Dive Brief:
- The Florida Department of Transportation has selected Skanska USA Civil Southeast, with its bid of $398.5 million, as the contractor for the Pensacola Bay Bridge replacement, according to the Pensacola News Journal.
- Although Skanska had the lowest design scores out of all competing contractors, its proposal price was $69 million less than the next-lowest bidder, and that was enough to make it the FDOT's choice after considering the adjusted score.

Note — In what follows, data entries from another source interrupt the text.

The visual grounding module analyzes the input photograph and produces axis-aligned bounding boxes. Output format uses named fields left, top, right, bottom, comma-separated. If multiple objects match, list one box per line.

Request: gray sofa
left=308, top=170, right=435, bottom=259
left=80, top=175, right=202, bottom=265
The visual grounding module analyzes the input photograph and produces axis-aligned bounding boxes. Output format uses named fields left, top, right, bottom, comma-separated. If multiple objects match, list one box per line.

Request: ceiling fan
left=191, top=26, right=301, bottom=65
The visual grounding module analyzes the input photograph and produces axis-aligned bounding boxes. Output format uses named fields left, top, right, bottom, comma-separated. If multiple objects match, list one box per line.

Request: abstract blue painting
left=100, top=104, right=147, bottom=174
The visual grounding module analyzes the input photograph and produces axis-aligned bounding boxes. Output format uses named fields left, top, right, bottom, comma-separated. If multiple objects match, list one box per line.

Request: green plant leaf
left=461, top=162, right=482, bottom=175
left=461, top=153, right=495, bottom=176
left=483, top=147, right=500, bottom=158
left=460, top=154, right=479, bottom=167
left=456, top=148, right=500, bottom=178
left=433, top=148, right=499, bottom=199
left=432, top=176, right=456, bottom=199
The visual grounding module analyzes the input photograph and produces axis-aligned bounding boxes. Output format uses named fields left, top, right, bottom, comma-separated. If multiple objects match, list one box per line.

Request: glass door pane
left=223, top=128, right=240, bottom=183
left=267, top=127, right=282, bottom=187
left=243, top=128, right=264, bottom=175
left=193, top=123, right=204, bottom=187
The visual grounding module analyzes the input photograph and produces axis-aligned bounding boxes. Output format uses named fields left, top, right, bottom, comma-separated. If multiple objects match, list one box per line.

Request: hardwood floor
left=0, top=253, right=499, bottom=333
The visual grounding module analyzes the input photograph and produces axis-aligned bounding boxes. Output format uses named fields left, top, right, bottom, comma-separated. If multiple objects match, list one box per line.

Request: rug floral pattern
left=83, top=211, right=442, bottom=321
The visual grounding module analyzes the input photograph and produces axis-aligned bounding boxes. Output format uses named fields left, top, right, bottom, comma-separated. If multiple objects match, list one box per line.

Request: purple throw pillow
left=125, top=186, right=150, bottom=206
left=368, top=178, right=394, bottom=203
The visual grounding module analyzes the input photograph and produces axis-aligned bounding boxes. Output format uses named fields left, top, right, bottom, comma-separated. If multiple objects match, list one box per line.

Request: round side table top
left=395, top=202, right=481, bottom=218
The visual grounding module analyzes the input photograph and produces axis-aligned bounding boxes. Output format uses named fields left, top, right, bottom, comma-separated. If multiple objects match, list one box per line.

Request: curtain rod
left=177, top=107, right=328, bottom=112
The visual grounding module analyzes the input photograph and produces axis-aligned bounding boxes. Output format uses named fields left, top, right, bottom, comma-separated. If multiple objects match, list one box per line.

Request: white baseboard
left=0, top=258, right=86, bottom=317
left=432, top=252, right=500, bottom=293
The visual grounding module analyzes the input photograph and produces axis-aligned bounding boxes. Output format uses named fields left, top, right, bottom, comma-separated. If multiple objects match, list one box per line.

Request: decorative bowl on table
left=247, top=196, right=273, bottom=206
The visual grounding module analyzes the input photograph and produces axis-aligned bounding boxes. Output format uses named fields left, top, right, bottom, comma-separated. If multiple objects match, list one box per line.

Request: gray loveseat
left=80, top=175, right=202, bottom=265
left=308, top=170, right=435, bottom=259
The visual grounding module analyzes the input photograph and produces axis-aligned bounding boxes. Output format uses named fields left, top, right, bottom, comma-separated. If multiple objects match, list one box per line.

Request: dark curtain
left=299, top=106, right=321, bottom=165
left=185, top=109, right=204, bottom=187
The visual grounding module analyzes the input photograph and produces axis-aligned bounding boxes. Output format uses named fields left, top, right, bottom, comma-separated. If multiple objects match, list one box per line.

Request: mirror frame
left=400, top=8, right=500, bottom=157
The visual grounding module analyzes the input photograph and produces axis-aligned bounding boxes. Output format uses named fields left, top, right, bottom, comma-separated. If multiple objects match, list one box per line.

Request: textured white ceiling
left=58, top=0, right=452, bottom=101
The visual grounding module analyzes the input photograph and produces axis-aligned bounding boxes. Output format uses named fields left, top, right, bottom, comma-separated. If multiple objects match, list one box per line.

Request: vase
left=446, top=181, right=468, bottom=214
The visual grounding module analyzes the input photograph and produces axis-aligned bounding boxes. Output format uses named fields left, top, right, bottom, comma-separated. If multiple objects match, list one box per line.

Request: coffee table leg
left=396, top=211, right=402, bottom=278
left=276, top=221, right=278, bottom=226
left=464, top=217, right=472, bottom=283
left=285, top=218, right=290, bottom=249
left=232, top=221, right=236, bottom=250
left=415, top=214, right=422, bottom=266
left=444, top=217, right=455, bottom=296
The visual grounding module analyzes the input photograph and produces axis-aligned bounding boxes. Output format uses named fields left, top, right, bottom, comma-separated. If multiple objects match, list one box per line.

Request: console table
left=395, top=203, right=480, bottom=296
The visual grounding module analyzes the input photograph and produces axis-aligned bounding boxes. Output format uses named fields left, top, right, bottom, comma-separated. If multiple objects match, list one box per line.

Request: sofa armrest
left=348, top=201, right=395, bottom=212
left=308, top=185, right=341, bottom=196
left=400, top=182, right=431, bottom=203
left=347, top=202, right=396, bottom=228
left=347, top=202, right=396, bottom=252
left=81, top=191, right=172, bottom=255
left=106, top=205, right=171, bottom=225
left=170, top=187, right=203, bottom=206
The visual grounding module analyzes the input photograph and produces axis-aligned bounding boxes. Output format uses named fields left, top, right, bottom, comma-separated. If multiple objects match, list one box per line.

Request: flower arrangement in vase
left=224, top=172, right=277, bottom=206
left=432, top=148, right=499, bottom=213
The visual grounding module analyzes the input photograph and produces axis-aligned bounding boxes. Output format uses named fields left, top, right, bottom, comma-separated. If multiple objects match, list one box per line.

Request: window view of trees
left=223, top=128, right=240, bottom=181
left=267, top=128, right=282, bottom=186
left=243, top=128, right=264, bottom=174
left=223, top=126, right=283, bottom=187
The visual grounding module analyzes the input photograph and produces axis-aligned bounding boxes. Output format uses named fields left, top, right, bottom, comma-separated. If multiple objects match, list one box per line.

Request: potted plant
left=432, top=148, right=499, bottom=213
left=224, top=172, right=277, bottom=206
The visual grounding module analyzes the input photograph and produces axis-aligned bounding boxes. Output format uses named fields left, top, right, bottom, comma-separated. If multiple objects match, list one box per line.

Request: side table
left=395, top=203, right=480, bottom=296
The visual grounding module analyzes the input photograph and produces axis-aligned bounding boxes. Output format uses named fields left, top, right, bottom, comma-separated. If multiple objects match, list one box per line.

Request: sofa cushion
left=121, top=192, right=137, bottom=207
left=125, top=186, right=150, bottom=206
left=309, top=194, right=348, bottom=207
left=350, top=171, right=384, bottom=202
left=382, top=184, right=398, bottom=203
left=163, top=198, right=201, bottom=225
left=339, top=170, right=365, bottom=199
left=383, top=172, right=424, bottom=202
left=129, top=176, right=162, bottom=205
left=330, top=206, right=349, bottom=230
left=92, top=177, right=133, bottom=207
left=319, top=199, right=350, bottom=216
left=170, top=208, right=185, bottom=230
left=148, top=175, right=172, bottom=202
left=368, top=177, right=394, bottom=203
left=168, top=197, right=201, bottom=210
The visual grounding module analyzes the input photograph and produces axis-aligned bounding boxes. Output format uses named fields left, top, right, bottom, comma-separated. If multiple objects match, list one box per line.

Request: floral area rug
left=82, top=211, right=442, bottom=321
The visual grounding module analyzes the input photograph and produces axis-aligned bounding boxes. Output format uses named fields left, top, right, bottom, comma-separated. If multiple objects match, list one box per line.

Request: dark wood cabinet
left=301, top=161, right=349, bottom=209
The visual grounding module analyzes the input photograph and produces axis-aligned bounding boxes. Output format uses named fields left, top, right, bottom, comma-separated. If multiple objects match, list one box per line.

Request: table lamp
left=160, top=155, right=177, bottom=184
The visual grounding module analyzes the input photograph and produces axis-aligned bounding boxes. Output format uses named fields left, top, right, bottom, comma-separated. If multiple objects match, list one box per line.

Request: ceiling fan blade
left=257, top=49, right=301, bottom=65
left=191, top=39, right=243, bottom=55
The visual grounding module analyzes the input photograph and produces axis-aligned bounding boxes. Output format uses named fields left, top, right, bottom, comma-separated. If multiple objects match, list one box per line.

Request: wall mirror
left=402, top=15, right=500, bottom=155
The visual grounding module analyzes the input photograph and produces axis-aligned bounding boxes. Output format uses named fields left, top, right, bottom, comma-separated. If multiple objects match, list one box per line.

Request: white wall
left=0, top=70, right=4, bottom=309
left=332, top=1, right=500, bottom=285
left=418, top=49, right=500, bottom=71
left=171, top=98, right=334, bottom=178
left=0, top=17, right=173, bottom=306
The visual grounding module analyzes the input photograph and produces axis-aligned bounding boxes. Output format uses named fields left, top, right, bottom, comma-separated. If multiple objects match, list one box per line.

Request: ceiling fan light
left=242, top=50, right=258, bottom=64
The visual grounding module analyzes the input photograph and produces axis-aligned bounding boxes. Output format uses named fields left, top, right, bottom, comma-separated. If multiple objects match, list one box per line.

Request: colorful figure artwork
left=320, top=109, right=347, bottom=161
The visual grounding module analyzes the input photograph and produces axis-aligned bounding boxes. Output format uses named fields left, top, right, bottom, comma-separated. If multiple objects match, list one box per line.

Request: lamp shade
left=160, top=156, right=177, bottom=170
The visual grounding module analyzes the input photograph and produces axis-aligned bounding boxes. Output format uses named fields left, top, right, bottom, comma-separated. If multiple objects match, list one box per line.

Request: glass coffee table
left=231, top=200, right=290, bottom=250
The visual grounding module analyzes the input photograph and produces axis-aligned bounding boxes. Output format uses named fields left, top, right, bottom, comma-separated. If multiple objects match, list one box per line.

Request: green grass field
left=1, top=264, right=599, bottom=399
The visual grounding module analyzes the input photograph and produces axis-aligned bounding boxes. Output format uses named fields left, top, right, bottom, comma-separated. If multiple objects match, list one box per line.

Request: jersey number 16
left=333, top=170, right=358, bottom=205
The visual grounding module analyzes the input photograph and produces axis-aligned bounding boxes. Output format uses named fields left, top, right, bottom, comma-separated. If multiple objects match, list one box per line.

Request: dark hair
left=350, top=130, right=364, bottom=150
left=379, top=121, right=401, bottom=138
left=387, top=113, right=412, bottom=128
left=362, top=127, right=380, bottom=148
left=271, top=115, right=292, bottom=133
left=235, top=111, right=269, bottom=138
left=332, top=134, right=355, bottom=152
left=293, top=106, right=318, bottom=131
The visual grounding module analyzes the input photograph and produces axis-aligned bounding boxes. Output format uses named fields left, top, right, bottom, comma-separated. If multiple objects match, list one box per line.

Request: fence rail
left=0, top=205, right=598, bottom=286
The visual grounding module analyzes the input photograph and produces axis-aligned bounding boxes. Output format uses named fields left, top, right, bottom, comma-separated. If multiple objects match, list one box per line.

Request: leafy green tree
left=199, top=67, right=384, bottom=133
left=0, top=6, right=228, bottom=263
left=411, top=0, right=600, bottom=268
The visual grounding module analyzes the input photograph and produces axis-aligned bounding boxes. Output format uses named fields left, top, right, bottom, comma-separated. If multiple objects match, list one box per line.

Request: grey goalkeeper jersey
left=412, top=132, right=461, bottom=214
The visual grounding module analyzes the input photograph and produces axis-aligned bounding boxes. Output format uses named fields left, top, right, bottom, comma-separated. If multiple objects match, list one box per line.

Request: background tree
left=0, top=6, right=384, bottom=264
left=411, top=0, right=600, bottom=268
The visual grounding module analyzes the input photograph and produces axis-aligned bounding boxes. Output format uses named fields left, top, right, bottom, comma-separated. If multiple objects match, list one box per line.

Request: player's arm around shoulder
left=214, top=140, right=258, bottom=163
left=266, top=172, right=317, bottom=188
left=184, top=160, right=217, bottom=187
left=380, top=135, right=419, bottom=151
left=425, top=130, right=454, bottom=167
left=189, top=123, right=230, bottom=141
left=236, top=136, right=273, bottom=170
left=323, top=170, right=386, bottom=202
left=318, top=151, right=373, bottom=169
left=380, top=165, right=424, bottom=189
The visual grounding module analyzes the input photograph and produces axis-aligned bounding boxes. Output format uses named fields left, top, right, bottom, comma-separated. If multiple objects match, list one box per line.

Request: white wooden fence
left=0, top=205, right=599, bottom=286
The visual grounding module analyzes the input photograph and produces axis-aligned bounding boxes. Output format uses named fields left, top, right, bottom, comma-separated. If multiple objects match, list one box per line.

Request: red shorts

- The Bay Bridge replacement is the largest construction project ever for Pensacola, FL, and officials said it will use up a year's worth of state bridge funds.
Dive Insight:
According to the FDOT, the other contractors who submitted bids have 72 hours to dispute the selection committee's decision. After that period has expired, the agency will make the bridge design public and then officially award Skanska the project on July 29. The next-lowest bidder was Johnson Bros. Corp, but the joint venture of Anderson-De Moya-Leware was in the lead with the highest score until the FDOT figured in its $509 million bid.
FDOT officials said Skanska is also currently building the Choctawhatchee Bay Bridge in Walton County, FL, and was the contractor on the post-Hurricane Ivan Escambia Bay Bridge project near Pensacola.
The joint venture of Skanska Koch/Kiewit Infrastructure Co. is the general contractor on the $1.3 billion Bayonne Bridge "Raise the Roadway" project, which will lift the existing bridge high enough for the new, larger post-Panamax container ships now in use following the opening of a new shipping lane through the Panama Canal. The Port Authority of New York and New Jersey announced in October of last year that the bridge, originally scheduled for completion in 2017, will not be finished until mid-2019.
An American Road and Transportation Builders Association study released in February found that, as of 2015, almost 10% of U.S. bridges (58,495) were structurally deficient. In addition, the U.S Department of Transportation estimated that there was a $115 billion, 21-year backlog for bridge repairs.